Swing in different 2 threads

D

dimitrik107

I had interview question. She asked me if you have 2 threads and you
have class extending from the JFrame you can safely display class from
each thread or not and why? I do not know answer. I know recomendation
is to work with Swing from only main thread. Can someone explain me
answer to such question? Thank you for this help.
 
T

Thomas Hawtin

I had interview question. She asked me if you have 2 threads and you
have class extending from the JFrame you can safely display class from
each thread or not and why? I do not know answer. I know recomendation
is to work with Swing from only main thread. Can someone explain me
answer to such question? Thank you for this help.

If you've got a class extending JFrame, you are probably extending
classes inappropriately. But apparently bad coding is fine for GUI
applications...


Unless stated otherwise, all Swing components should be accessed from
the AWT Event Dispatch Thread (EDT). They are not thread-safe (in fact
they are thread-hostile).

Note the EDT is not the main thread.


To be really pedantic:

The subclass of JFrame could add methods that are thread-safe. Perhaps a
method that calls setVisible from the correct thread (using
EventQueue.invokeLater/invokeAndWait).

In applets and JNLP/WebStart you will have more than one EDT in the same
JVM instance. As you said class, you could have two instances of the
same class on different EDTs (class loaders permitting).

Tom Hawtin
 
D

dimitrik107

Thomas said:
If you've got a class extending JFrame, you are probably extending
classes inappropriately. But apparently bad coding is fine for GUI
applications...

Thank you for answer it is more clear now. I don't understand this
point about extendin classed inappropriately? Most sample code for
Swing tutorial has class MyFrame extends JFrame {...} Are you saying
the tutorial code are probably extending classes inappropriately?
 
C

Chris Smith

Thank you for answer it is more clear now. I don't understand this
point about extendin classed inappropriately? Most sample code for
Swing tutorial has class MyFrame extends JFrame {...} Are you saying
the tutorial code are probably extending classes inappropriately?

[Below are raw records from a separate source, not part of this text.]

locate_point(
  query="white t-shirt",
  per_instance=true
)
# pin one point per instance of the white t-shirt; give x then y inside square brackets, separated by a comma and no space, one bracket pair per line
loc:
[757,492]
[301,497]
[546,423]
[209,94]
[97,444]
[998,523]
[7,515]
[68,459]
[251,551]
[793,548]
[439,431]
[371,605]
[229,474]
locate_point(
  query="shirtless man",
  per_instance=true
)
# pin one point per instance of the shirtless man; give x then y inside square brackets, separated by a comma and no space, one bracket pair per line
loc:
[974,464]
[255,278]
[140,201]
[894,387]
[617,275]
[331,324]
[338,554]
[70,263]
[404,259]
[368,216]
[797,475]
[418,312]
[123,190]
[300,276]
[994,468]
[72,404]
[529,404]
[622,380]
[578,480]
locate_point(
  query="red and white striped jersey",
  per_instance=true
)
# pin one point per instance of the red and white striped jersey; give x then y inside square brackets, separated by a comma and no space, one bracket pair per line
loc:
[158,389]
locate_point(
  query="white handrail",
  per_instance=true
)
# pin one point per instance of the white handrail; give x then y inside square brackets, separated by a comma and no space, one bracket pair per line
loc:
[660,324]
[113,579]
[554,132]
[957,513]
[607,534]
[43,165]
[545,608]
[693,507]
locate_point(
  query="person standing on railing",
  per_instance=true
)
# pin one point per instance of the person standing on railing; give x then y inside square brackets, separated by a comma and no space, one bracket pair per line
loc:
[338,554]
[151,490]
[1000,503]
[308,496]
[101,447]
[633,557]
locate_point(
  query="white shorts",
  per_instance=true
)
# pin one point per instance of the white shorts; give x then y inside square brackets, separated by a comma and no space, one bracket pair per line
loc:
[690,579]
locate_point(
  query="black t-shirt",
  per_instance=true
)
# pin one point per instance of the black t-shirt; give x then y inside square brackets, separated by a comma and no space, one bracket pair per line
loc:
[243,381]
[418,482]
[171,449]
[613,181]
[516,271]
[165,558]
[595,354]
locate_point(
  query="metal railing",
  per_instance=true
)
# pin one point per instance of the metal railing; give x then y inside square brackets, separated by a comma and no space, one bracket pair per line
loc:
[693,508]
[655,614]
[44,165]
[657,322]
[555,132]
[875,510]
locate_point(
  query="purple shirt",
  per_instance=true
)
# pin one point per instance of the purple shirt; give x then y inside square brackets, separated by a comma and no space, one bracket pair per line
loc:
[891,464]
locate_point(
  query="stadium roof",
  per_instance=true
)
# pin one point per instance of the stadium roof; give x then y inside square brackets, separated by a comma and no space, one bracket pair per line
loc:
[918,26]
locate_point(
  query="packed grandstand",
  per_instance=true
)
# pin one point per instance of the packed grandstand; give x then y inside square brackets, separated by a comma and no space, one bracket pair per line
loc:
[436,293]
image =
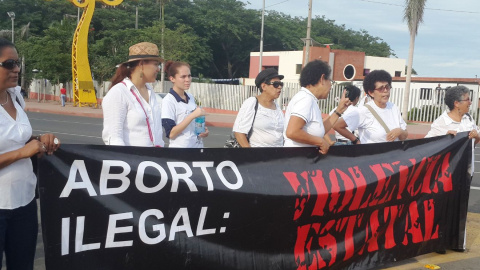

Yes, that's what Thomas is saying. He's right, too.
 
T

Thomas Hawtin

Thank you for answer it is more clear now. I don't understand this
point about extendin classed inappropriately? Most sample code for
Swing tutorial has class MyFrame extends JFrame {...} Are you saying
the tutorial code are probably extending classes inappropriately?

Yes.

See Effective Java, Item 14: Favor composition over inheritance.

Indeed almost all of the code should not be dependent on being in a
JFrame. There's two main motivations for this: Firstly, you want to keep
your code as simple as possible, so don't involve inheritance. A
secondary point is that you may want to move your JFrame contents to,
say, a JInternalFrame, a JDialog, a JSplitPane, a JApplet, a JFrame
subclassed for some genuine purpose, another layer of panels between
frame and your contents, or something you haven't thought of yet.